Norton and Smith to teach Sufi meditation

Hazrat Inayat Khan, the first Sufi teacher to the West, taught that true religion to a Sufi is the sea of truth and that all the different faith traditions are its waves. For a spiritual seeker like Sharifa Norton and Muinuddin Smith, Sufism is the best meditation tradition they could have wound up in.

“Sufism doesn’t ask you to give up the tradition you were brought up in,” Norton said. “It embraces that. It also had this ‘free from dogma’ kind of mentality to it that really appealed to both of us. It’s expansive.”

Norton and Smith will be the Mystic Heart Program’s meditation leaders for Week Seven. Meditation sessions are held from 7:15 to 8 a.m. weekdays at the Main Gate Welcome Center. Seminars are held from 12:30 to 1:55 p.m. Tuesday and Thursday in the Hall of Missions. This week’s seminar themes are “The Soul’s Joy” and “The Alchemy of Happiness.”

The Mystic Heart Program is an initiative by the Department of Religion. It seeks to introduce Chautauquans to the various meditation traditions of the world, such as Zen Buddhism, Vipassana and Sikh Dharma. Norton and Smith will be drawing from Sufism in their instruction.

The Sufi meditation tradition reaches back to the times of the Muslim mystics and poets, such as Attar, Rumi and Hafez, who lived throughout Persia between the 12th and 14th centuries.
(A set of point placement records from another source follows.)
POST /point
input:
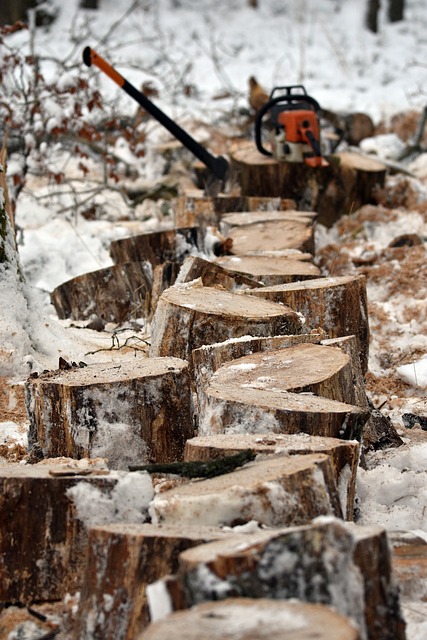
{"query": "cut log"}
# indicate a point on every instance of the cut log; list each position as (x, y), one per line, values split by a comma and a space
(132, 413)
(344, 455)
(190, 315)
(329, 562)
(272, 269)
(273, 392)
(194, 207)
(244, 618)
(274, 235)
(45, 510)
(115, 294)
(344, 186)
(338, 305)
(121, 561)
(213, 274)
(277, 492)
But modern Sufism in the West has an even broader range from which it draws.

“The tradition of Sufism that we study is not full-Islamic,” Norton said. “It’s more ecumenical. And it honors truth behind all the traditions, and then sometimes it even draws from some Buddhist practice and Kabbalah.”

Norton and Smith are senior teachers and meditation retreat guides in the Sufi Order International. An Emerald Earth, their book on natural spirituality, was published in 2008. Norton is the leader of the Ziraat Concentration of the Sufi Order of North America, and she is also a classically trained dancer, performing internationally and teaching at the United Nations International School and at the Educational Alliance, both in New York City. Smith teaches organizational theory, leadership skills and group dynamics at Hofstra University and is a trustee of the Sufi Order international.

The meditation sessions will seek to “empty the mind of all the clutter,” as Norton said, through breathing practices and visualizations.

“It’s a practice of … clearing the field of the heart and the mind,” Norton said. “Then one can go and access one’s deeper self, which is very nourishing, and the deeper ground of the source of being.”

During the seminars, Norton and Smith will be drawing on the teachings of Attar, Rumi and Hafez.

“The poetry in these teaching stories are wonderful vehicles to explain the spiritual journey that we’re all on,” Norton said. “And we’re all on one, no matter what tradition.”

There will also be dialogue at the end of the seminars, so practitioners can share the stories of their own spiritual journey and respond to the themes presented.

“We need to have some time that we devote to our own spiritual tuning … because the world’s very jagged and accelerated these days,” Norton said. “Tuning one’s perspective, tuning one’s heart to a deeper place … provides a reservoir of something each individual can work from in their everyday life.”